Intervista agli Anhima
Quale sensazione vorreste rimanesse a chi ascolta il vostro album?
Quest'album è nato da uno spirito principalmente d'amore e di quattro amici: il rock io penso non debba essere per forza simbolo di contestazione o debba per forza andare contro qualcosa o per forza introverso così da essere considerato intellettuale come accade spesso in Italia. Certo in “un D'ono d'ali” esprimo un mio parere preciso, esprimo il mio netto NO al terrorismo di tutte le epoche e di qualsiasi fazione politica o religione senza se senza ma e senza però. E' la manifestazione più aberrante del genere umano e i terroristi non sono eroi o martiri: sono dei narcisisti.
Fonti di ispirazione e idoli incontrastati che hanno influenzato il vostro modo di fare musica?

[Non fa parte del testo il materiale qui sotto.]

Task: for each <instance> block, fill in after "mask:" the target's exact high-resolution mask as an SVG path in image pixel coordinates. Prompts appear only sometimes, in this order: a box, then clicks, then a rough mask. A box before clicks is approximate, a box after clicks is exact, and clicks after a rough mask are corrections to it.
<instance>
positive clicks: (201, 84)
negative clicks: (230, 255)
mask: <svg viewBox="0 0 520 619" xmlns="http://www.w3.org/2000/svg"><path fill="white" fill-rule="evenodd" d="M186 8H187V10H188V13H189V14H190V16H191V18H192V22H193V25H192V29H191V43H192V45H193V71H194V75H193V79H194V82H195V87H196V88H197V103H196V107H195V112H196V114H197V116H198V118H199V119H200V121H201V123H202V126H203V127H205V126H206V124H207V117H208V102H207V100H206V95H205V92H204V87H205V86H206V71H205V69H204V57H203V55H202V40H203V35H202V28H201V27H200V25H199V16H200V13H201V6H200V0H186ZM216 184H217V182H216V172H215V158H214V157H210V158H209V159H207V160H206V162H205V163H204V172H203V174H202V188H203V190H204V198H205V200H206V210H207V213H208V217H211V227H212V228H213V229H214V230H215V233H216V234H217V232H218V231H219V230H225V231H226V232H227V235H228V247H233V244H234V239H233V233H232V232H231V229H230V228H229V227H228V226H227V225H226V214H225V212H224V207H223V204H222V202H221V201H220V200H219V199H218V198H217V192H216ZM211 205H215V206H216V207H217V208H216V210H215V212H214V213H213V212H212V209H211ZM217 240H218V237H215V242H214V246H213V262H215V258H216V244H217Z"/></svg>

La nostra storia musicale abbraccia tante cose: personalmente ho cominciato a capire qualcosa da Peter Gabriel e i Genesis, ma ho cominciato a suonare ascoltando i Clash e poi i Cure, i Cult... e te ne potre dire 50. Certo il fenomeno grunge è stato importante: dopo gli anni '70 credo sia stata la corrente più importante.. ma noi crediamo nella canzone e io spero di aver imparato a scrivere, letterariamente voglio dire, dai nostri grandi cantautori Dalla, De Gregori, De André, Battiato, ma anche il padre Ivano Fossati. Ora mi ascolto volentieri gli Editors, i Placebo, gli Interpol e i simpaticissimi Foo Fighters.
Sogni nel cassetto e speranze per il breve termine?
Un sogno nel cassetto è vivere decentemente di musica, cosa che in Italia non è facile, purtroppo: si fa fatica a capire che suonare è un lavoro, va pagato e quindi o superi un certo livello o non ci campi. Ed è buffo, ma ci fanno credere che sia così la storia: non è vero ragazzi, non ci cascate; fuori e tutto diverso! Dai, tanto fra poco faremo gli stadi, ahahah!
Cosa cambiereste subito di voi e cosa non vorreste modificare mai e poi mai neppure sotto tortura?
Niente... e non credo ci sia modo, se non c'è stato fino ad ora.. oh guarda noi si mena, eh? Ahahah!!